Yamabe Solitons on three-dimensional normal almost paracontact metric manifolds

TL;DR

This paper investigates Yamabe solitons on three-dimensional para-Sasakian, paracosymplectic, and para-Kenmotsu manifolds, establishing conditions for constant scalar curvature, Einstein properties, and the nature of flow vector fields.

Contribution

It provides new results characterizing Yamabe solitons on these specific paracontact manifolds, including conditions for constant curvature and Einstein properties, with explicit examples.

Findings

Yamabe solitons on para-Sasakian manifolds have constant scalar curvature and Killing flow vectors.

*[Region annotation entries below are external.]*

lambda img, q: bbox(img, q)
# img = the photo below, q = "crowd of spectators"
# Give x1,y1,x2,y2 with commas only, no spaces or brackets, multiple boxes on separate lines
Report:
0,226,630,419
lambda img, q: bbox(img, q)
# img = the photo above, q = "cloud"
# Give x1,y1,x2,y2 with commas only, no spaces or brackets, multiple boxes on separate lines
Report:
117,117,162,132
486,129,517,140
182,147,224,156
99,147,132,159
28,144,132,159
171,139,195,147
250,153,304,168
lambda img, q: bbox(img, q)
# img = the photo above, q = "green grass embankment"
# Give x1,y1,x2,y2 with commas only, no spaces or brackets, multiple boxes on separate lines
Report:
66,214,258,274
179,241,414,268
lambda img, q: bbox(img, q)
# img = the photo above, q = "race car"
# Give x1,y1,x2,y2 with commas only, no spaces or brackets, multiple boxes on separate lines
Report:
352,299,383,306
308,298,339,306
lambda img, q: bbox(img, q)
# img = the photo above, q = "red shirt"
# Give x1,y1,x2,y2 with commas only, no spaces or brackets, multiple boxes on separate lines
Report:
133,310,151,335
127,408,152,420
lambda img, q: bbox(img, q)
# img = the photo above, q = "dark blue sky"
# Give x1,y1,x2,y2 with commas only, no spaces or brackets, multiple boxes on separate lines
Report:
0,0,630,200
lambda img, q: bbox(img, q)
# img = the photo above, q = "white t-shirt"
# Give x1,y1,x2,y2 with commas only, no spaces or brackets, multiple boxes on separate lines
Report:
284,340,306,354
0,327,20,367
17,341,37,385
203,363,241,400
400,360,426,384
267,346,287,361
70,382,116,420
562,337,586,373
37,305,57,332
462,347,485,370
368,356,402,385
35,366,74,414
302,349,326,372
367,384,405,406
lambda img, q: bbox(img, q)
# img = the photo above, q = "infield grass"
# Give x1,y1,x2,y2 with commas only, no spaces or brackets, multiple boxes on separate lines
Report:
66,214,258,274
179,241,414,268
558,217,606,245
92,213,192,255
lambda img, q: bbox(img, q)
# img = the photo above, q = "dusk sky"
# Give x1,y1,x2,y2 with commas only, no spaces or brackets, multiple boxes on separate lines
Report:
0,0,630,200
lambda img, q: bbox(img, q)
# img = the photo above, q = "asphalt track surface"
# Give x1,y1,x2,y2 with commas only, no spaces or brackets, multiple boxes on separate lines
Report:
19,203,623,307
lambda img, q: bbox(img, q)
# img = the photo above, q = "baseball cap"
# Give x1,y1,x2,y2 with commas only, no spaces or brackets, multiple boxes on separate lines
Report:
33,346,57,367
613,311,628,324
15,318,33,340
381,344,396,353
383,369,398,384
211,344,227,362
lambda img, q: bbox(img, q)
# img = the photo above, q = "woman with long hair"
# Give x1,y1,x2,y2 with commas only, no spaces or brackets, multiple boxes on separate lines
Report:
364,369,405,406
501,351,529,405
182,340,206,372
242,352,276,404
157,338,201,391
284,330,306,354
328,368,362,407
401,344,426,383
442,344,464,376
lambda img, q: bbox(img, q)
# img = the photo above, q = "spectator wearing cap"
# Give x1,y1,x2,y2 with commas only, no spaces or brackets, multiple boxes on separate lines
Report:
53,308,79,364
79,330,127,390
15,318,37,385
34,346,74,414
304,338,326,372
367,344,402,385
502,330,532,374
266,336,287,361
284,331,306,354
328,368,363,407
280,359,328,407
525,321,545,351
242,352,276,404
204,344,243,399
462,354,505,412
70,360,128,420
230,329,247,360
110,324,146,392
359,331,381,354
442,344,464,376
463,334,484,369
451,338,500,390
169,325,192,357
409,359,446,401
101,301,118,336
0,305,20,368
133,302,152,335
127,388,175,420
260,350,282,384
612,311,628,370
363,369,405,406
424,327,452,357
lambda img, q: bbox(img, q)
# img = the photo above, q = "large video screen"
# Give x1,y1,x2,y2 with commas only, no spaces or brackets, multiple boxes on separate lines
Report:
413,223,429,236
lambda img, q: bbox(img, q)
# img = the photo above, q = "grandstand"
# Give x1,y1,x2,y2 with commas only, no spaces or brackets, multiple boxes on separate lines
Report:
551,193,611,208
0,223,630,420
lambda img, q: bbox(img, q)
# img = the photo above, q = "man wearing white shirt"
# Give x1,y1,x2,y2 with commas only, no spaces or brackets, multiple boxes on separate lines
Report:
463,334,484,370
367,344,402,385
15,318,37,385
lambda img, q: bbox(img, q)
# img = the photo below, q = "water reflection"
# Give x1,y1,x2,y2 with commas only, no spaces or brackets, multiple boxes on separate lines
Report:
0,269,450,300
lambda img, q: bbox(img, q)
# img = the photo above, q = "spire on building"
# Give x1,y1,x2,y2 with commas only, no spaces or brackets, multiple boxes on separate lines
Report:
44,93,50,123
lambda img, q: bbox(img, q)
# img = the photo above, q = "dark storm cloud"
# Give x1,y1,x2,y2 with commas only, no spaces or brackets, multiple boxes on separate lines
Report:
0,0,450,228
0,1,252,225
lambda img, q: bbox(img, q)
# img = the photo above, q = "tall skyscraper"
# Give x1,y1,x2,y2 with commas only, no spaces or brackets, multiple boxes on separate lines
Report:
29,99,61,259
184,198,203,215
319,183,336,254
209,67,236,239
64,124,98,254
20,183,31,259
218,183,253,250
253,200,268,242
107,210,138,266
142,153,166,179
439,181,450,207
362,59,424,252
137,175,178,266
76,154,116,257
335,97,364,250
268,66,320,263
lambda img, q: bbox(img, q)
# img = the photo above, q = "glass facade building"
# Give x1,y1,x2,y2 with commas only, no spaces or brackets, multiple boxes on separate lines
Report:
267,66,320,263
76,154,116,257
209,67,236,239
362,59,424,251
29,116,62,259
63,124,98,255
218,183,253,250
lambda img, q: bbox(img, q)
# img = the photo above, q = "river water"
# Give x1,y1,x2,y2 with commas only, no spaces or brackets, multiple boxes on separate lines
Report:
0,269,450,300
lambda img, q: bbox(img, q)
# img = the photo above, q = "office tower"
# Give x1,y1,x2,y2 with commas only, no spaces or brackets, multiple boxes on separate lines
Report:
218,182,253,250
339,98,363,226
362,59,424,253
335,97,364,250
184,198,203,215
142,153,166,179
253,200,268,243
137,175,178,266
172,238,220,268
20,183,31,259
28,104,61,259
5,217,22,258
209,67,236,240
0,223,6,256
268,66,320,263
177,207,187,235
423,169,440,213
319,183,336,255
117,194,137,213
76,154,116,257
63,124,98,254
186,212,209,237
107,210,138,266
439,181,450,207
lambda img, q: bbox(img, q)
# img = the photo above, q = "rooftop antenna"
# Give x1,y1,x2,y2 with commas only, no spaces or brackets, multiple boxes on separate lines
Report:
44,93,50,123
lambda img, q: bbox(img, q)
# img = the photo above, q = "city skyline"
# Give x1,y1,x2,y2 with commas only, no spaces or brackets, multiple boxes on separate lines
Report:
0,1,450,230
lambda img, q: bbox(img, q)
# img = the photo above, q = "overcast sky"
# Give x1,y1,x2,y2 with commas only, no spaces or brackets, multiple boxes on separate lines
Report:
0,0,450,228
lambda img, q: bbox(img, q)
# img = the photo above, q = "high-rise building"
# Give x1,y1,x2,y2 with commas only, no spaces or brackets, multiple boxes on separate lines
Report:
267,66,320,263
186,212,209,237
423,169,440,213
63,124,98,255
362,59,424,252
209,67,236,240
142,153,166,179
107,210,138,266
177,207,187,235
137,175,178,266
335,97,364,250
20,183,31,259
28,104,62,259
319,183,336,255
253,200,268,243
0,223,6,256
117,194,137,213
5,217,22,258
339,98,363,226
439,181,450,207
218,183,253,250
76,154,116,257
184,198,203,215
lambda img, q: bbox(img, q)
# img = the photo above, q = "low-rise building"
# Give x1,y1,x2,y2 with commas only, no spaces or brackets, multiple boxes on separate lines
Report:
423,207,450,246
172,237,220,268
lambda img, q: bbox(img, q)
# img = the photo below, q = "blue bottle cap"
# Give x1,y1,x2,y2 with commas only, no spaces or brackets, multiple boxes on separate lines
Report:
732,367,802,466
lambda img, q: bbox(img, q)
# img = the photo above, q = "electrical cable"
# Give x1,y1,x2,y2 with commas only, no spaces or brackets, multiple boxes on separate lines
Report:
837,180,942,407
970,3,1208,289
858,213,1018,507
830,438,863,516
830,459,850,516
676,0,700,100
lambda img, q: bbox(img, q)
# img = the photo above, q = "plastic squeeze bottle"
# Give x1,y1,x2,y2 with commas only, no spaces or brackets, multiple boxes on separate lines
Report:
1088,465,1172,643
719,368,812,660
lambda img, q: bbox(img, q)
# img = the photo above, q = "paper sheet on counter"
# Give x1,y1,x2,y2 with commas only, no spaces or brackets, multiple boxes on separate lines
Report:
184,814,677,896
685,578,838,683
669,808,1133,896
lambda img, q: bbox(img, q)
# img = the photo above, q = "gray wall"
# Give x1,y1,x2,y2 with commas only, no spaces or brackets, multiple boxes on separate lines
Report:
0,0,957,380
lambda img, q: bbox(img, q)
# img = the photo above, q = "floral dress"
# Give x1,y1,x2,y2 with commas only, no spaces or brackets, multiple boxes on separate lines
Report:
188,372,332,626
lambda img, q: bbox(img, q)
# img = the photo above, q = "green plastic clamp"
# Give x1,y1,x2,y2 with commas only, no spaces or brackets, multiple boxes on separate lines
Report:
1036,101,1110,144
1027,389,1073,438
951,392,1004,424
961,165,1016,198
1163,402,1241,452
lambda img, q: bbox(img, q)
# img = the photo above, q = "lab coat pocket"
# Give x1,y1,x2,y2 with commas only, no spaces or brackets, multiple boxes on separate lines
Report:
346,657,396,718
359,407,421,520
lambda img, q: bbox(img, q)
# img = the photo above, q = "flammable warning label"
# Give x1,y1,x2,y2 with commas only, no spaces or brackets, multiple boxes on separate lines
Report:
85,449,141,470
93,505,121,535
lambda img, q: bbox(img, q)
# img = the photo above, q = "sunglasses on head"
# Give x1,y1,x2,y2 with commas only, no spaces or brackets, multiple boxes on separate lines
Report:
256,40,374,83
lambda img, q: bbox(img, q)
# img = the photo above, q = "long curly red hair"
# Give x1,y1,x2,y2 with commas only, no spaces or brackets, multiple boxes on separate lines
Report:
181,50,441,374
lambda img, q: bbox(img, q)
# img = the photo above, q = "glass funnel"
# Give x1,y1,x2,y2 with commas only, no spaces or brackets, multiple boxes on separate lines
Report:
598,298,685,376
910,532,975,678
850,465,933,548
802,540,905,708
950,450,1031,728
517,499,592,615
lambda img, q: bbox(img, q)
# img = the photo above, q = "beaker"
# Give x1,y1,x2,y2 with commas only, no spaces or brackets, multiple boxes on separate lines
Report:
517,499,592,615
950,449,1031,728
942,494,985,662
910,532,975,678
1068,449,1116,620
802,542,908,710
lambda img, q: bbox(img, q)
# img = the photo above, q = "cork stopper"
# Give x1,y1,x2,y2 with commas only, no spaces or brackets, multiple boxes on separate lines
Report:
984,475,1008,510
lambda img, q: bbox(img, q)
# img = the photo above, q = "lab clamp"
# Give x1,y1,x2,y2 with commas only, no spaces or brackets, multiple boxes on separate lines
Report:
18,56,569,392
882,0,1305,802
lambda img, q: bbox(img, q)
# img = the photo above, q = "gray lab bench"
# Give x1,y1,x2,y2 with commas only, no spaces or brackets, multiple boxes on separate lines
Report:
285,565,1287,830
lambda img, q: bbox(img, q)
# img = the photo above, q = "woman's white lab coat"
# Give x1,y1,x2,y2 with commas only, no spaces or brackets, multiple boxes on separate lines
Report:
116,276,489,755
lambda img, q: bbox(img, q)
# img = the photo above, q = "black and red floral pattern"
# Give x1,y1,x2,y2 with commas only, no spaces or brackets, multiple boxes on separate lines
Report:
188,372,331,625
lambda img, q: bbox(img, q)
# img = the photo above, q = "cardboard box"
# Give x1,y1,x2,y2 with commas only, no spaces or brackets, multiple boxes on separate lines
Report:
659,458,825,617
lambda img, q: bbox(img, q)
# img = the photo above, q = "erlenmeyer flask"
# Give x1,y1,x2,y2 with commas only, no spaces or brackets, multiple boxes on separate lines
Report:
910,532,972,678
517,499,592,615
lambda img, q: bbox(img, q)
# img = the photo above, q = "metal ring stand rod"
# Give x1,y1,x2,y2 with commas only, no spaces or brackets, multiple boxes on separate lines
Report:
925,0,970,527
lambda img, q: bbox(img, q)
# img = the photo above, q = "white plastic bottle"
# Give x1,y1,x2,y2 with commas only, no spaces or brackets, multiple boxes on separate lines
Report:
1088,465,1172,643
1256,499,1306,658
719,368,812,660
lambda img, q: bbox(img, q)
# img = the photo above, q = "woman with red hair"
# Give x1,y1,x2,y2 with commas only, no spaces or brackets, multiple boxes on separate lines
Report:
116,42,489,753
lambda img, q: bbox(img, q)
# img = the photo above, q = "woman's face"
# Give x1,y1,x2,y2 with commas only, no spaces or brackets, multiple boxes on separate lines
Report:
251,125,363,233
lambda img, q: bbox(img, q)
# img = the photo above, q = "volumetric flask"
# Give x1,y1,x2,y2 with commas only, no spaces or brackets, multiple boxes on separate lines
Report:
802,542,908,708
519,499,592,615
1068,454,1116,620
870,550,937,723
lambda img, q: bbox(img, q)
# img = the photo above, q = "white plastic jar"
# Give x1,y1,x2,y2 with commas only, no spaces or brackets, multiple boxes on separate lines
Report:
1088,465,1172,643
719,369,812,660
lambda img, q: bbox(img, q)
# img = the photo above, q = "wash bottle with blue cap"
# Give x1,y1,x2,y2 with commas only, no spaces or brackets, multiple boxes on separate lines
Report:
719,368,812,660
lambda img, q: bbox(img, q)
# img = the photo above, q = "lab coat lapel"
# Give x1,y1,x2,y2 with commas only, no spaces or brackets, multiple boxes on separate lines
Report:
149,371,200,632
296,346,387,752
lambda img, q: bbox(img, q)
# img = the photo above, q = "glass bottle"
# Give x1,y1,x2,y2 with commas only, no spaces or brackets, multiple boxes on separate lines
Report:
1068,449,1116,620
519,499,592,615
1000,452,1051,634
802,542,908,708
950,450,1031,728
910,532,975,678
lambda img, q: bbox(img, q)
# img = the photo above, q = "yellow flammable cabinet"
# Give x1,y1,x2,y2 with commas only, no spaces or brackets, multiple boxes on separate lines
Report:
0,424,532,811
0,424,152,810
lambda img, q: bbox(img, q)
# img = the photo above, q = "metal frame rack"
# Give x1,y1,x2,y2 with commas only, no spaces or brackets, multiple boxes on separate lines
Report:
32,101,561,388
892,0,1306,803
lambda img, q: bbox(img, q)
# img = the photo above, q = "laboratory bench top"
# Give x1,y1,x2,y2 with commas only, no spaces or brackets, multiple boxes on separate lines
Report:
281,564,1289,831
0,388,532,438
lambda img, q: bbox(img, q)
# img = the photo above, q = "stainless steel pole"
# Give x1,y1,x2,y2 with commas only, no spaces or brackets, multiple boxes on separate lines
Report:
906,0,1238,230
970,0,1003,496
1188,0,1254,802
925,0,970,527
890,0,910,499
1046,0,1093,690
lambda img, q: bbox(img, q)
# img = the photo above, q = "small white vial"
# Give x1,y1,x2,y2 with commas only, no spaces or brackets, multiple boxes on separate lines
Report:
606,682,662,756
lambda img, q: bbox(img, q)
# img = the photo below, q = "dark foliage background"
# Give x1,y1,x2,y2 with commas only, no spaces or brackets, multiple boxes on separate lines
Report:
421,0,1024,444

On paracosymplectic manifolds, Yamabe solitons are either η-Einstein or Ricci flat.

Para-Kenmotsu manifolds with Yamabe solitons are of constant sectional curvature -1, Einstein, with expanding solitons and Killing vectors.

Abstract

The purpose of the paper is to study Yamabe solitons on three-dimensional para-Sasakian, paracosymplectic and para-Kenmotsu manifolds. Mainly, we proved that *If the semi-Riemannian metric of a three-dimensional para-Sasakian manifold is a Yamabe soliton, then it is of constant scalar curvature, and the flow vector field V is Killing. In the next step, we proved that either manifold has constant curvature -1 and reduces to an Einstein manifold, or V is an infinitesimal automorphism of the paracontact metric structure on the manifold. *If the semi-Riemannian metric of a three-dimensional paracosymplectic manifold is a Yamabe soliton, then it has constant scalar curvature. Furthermore either manifold is $\eta$-Einstein, or Ricci flat. *If the semi-Riemannian metric on a three-dimensional para-Kenmotsu manifold is a Yamabe soliton, then the manifold is of constant sectional curvature -1, reduces to an Einstein manifold. Furthermore, Yamabe soliton is expanding with $\lambda$=-6 and the vector field V is Killing. Finally, we construct examples to illustrate the results obtained in previous sections.